Whether this causes a full-blown recession where economic activity slows dramatically and unemployment rises OR if the Fed managed to orchestrate a so-called “soft landing,” remains unknown.
I like to invoke the wisdom of the late Jack Bogle, the founder of Vanguard and the father of the index fund, who always recommended a buy-and-hold strategy for investors.


---
---
<div class="alert alert-block alert-info">


### TextRank Summarization:
See Page 254 of "Blueprints for Text Analytics Using Python".
    
Similar to the paper by Brin and Page, TextRank treats each sentence as a node in the graph (analogous to web pages for PageRank), and determines the weight of the edges connecting them by employing dimilarity functions (such as number of shared lexical tokens, cosine, etc..)
</div>

<div class="alert alert-block alert-warning">

According to the authors of "Blueprints...", TextRank is the preferred method for analyzing large pieces of text content.

</div>

### Define TextRank summarization function:

In [32]:
def get_textrank_summary(text, num_sentences):
    # define textrank params and objects:
    parser = PlaintextParser.from_string(text, Tokenizer('english'))
    stemmer = Stemmer('english')
    summarizer = TextRankSummarizer(stemmer)
    summarizer.stop_words = get_stop_words('english')
    
    # get top sentences and create summary:
    top_sentences = [str(x) for x in summarizer(parser.document, num_sentences)]
    summary = '\n'.join(top_sentences)
    
    return summary

In [33]:
print(get_textrank_summary(text=df['text'][2], num_sentences=4))

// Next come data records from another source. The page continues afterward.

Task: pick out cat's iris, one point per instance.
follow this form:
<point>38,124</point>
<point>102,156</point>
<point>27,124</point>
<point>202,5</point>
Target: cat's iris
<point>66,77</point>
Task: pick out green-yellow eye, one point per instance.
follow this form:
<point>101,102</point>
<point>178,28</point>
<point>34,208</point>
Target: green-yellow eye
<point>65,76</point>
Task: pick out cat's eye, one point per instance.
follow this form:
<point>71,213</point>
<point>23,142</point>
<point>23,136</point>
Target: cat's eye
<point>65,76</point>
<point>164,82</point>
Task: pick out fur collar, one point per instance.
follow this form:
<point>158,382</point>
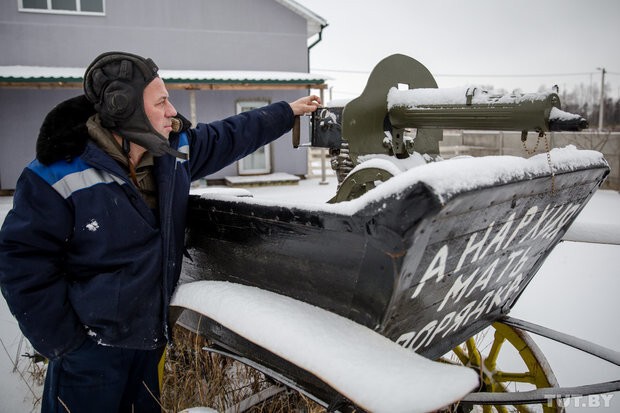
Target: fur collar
<point>64,135</point>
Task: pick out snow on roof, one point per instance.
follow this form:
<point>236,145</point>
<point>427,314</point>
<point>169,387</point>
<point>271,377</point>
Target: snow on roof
<point>31,74</point>
<point>369,369</point>
<point>315,22</point>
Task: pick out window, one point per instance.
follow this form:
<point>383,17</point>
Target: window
<point>92,7</point>
<point>258,162</point>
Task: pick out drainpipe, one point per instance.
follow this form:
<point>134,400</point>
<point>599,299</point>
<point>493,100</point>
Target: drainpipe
<point>315,43</point>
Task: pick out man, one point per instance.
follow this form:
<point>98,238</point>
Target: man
<point>92,249</point>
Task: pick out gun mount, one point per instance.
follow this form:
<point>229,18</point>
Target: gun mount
<point>387,121</point>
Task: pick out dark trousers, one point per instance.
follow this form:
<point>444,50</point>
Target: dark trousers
<point>103,379</point>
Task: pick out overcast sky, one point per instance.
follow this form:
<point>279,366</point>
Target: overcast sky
<point>521,44</point>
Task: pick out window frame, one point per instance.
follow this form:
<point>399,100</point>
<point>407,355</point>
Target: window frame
<point>49,10</point>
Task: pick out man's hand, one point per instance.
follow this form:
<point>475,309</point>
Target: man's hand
<point>306,104</point>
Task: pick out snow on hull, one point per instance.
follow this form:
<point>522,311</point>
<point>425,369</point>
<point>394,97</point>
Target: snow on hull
<point>367,368</point>
<point>452,177</point>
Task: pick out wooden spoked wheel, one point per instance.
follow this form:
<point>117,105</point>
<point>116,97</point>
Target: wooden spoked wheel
<point>526,368</point>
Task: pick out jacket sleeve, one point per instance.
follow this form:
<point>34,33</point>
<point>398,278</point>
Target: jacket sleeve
<point>32,243</point>
<point>218,144</point>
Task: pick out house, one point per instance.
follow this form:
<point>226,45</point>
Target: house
<point>218,57</point>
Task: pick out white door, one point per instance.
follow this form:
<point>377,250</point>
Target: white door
<point>258,162</point>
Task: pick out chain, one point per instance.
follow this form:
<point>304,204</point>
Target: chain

Of the handful of recurring crosscurrents hanging over the global economy (and dragging down financial markets) is fear of a recession, but others include inflation, rising rates, war in eastern Europe, and rising COVID cases/lockdowns in China.
Remember, the economy and financial markets (seen daily via stock/bond/commodity markets) are not the same thing.
This means the biggest question right now for investors (not traders), is whether the financial markets and associated asset prices are overshooting their course.
It’s important to remember that this sort of data, which are generally called “valuation metrics,” CANNOT be used market timing tools to know when to trade in and out of markets.